I don't know if it went away and came back? Maybe it did? Not sure?

I know it happened in June 2020. Never really got better and by July 1st he couldn't walk and the orthopedist had him on crutches. Ten days later he said F-it and he was playing again. Over the next 90 days, he played around 33 games. Sometimes using motrin. Sometimes complaining of discomfort. Other times no pills and no complaining.

Then, for the next 160 days he was off the field and in the gym. 5 or 6 days a week for 2 to 3 hours each day. Some really heavy stuff - like dead lifting 800 pounds - and other times some extreme cardio. Depended on the trainer's plan and the calendar. Once in a while he would complain about the hip flexor. But, he would work around it.

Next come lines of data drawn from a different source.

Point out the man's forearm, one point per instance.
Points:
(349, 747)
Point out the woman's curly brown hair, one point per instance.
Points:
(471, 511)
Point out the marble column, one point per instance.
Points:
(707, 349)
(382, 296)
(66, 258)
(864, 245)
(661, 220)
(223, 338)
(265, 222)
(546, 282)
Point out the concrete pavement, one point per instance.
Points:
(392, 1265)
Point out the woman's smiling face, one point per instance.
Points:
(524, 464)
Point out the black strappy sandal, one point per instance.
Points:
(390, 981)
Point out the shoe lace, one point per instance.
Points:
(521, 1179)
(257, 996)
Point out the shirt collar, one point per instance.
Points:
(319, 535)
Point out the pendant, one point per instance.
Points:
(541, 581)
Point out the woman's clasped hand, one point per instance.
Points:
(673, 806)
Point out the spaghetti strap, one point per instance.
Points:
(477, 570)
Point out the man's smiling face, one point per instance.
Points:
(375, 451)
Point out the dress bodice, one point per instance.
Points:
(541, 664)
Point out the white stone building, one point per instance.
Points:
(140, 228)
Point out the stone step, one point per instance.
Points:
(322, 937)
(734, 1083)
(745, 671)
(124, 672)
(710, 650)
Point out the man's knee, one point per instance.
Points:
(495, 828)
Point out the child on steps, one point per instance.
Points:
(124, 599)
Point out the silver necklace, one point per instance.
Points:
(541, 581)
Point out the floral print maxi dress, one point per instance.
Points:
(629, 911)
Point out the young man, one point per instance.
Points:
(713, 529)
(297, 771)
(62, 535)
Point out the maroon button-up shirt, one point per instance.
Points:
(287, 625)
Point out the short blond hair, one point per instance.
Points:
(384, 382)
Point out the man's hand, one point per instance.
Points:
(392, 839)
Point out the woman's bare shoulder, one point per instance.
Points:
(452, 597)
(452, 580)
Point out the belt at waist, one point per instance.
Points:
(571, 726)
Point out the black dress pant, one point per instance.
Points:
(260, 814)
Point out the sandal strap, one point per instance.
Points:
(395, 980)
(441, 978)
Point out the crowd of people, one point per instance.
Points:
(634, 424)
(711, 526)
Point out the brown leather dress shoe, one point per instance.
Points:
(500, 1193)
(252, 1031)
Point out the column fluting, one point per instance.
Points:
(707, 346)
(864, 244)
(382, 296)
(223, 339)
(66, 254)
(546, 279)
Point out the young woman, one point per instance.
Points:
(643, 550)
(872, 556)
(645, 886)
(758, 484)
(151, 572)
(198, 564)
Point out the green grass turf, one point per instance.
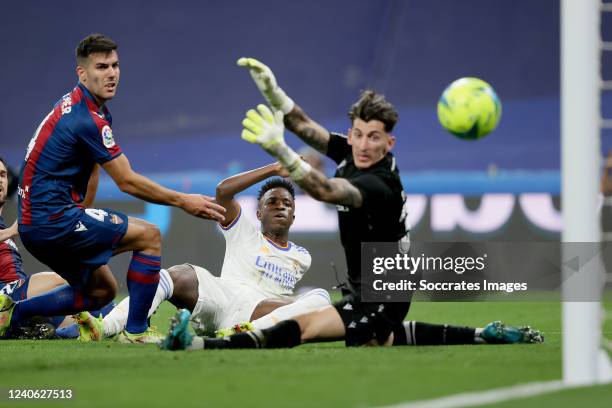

Did a showcase on 2/20 and says he totally screwed it up running the 60.  Did another showcase 2 weeks later. Said he wasn't going to run but he did anyway. By the end of the showcase he said his hip was killing him.

March 26th was pitchers and catchers. Seemed OK. Practices seemed OK. Scrimmage games on April 8th and 10th he played well.

After the 10th, he says he's been using motrin to get through it and it's killing his stomach and he's not taking it anymore and he's not going to play hurt because it's too painful.

His future college coach also told him to be careful because it's the injury that ended his pro career.

We were able to get him to an orthopedist on the 16th who did an X-ray and ruled out a fracture. Recommended MRI but it requires pre-authorization by insurance before we can schedule it.

Maybe it never really healed 100% and he keeps making it worse? I don't know.

Francis, has your son had the MRI yet?  Was it a contrast MRI?  (I learned that from this site

One thing I forgot to mention:  I asked the doctor/surgeon if playing with (torn) hip impingments would make it worse.  No, he said.  Once it is torn, it is torn.  So, son got the cortisone shot and played the rest of the season.  But it got it fixed first thing during the summer so he could play the next season.

It's really stupid. The insurance has a 3rd party vendor for the review. It's done by a physician there. For all the money spent on review, probably cheaper to do the MRI. Plus, I'm the one paying for it anyway because of our deductible. But, I guess they don't want the cost to go towards satisfying our deductible.

@Francis7 posted:

It's really stupid. The insurance has a 3rd party vendor for the review. It's done by a physician there. For all the money spent on review, probably cheaper to do the MRI. Plus, I'm the one paying for it anyway because of our deductible. But, I guess they don't want the cost to go towards satisfying our deductible.

Have you considered paying out of pocket and then being reimbursed once it's approved? Where we live I think it was $300-400 but the newest MRI machine facility.